Stille lag über der vorbeiziehenden Landschaft. Ich musste an Henry und seinen Vater denken, die mit ihrem klapprigen alten Fuhrwerk auf denselben Straßen gefahren waren, die ich jetzt nahm. Zuerst würde ich mich auf die Suche nach Owain machen müssen, um herauszufinden, ob er Kontakt mit den Obersten Zauberern hatte aufnehmen können.

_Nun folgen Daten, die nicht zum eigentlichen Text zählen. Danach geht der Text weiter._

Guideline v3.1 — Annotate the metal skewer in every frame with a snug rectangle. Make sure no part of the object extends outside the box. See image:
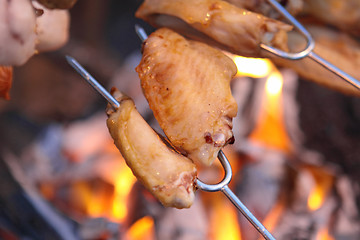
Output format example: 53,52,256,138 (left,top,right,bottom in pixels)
66,56,275,240
260,0,360,90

Und dann? Würde ich Henry ausfindig machen können? Noch vor einer Woche hätte mich diese Aussicht mit gespannter Vorfreude erfüllt, doch jetzt machte sie mir eher Angst. Ich wusste nicht genau, was ich ihm erzählen würde, aber ich würde ihm ganz sicher nichts davon sagen, dass ich alleine nach Provincia gewandert war. Henry würde nicht verstehen, warum ich ein solches Risiko eingegangen war; und wie ich ihn kannte, würde er mich danach nicht mehr aus den Augen lassen. Ehe ich mich versah und bevor ich auch nur ein Wort des Protestes hervorbringen könnte, wäre ich wieder in Cliffton und mein Leben genau wie früher.
Irgendwie lief es plötzlich auf eine Entscheidung zwischen den beiden hinaus, und ich war einfach noch nicht bereit, mich ihr zu stellen.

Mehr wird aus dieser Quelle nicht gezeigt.